According to Jin Junhao, deputy director of the Civil Aviation Administration of China, more than 21 million passengers will fly in China during the Golden Week period, with an average of 17,000 daily outbound international flights and another 14,000 daily domestic flights.
More and more individuals are riding trains within China to travel to the country’s many outlying regions.
According to rail booking platform 12306, China Railway predicts that between September 27 and October 8 there will be an estimated 190 million railway travels.
That’s more than the 138 million journeys expected to be taken in 2019 before the epidemic strikes, and it’s more than twice as many as the 72 million trips taken during the same holiday last year.
Joanna Lu, head of consultancy for Asia at Ascend by Cirium, noted that despite the increase in demand, China’s outbound international flight capacity is still down around 50%, much lower than other countries, and international flight fares are still much higher compared to 2019.
Meanwhile, since the outbreak, people’s travel patterns have shifted.

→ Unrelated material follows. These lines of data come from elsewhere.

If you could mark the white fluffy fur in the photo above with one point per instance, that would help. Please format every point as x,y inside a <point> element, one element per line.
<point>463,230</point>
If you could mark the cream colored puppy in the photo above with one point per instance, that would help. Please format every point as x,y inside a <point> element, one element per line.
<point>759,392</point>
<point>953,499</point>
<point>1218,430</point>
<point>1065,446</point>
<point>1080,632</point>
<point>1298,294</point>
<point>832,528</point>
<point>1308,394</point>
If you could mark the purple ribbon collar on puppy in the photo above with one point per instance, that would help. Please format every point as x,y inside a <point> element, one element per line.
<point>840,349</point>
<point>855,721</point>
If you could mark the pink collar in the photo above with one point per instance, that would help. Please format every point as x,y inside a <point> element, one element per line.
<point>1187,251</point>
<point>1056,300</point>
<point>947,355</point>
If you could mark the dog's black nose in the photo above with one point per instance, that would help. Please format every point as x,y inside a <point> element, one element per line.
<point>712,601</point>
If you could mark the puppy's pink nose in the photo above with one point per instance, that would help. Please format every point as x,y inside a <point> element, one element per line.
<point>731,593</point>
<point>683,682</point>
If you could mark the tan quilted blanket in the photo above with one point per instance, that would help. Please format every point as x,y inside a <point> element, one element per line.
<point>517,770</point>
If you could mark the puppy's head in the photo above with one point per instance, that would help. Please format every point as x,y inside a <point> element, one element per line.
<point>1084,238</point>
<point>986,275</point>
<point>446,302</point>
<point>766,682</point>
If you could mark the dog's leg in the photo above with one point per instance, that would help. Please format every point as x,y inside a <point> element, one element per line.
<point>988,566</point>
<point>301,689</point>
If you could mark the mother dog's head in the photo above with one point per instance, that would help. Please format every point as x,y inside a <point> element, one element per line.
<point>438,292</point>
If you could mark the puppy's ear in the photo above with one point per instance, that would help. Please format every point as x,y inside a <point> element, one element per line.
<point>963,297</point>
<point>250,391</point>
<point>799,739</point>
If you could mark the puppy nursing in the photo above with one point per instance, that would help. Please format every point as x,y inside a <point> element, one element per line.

China Outbound Tourism Research Institute (COTRI) CEO Dr. Wolfgang Georg Arlt noted that modern Chinese tourists travelling abroad are looking for unique experiences at affordable prices.
He noted a shift in consumer priorities, saying, “People are looking for value for money.”
He adds that affluent people will continue to travel for a variety of reasons beyond pure recreation, including business, health, education, and family.
Chinese Tourists have been slow to return to Thailand before last month’s declaration of a visa-free programme.
According to data provided in August by Thailand’s Ministry of Tourism and Sports, China was not among Thailand’s top source markets for tourists for the first seven months of 2023.
Rumours that tourists to Thailand are being kidnapped and forced to labour in fraud centres in neighbouring Myanmar and Cambodia have reportedly discouraged Chinese social media users from visiting the country, complicating efforts to regain this important market.
The publication of the thriller film “No More Bets,” which is set in an undisclosed Southeast Asian country where individuals are persuaded to work in fraud factories, has only served to fuel these claims.
Meanwhile, a hashtag that translates to “why people are unwilling to travel to Thailand” garnered 420 million views on Weibo and was a top discussion topic on the social media site last month. Some users said they were afraid of being lured into scam factories, while others said the visa process was too time-consuming.
Sisdivachr Cheewarattanaporn, head of the Thai Travel Agents Association, said that this prompted the government to work towards regaining the trust of Chinese tourists. And, he said, those illegal activities weren’t happening in Thailand at all, but in neighbouring nations like Myanmar and Cambodia.
Thailand’s tourism industry is still counting on a boom when Chinese tourists visit for the next holiday periods, despite the fact that arrival statistics have been disappointing so far this year.
It’s not perfect, but it’s getting there. “The tour operators have been preparing,” Sisdivachr stated.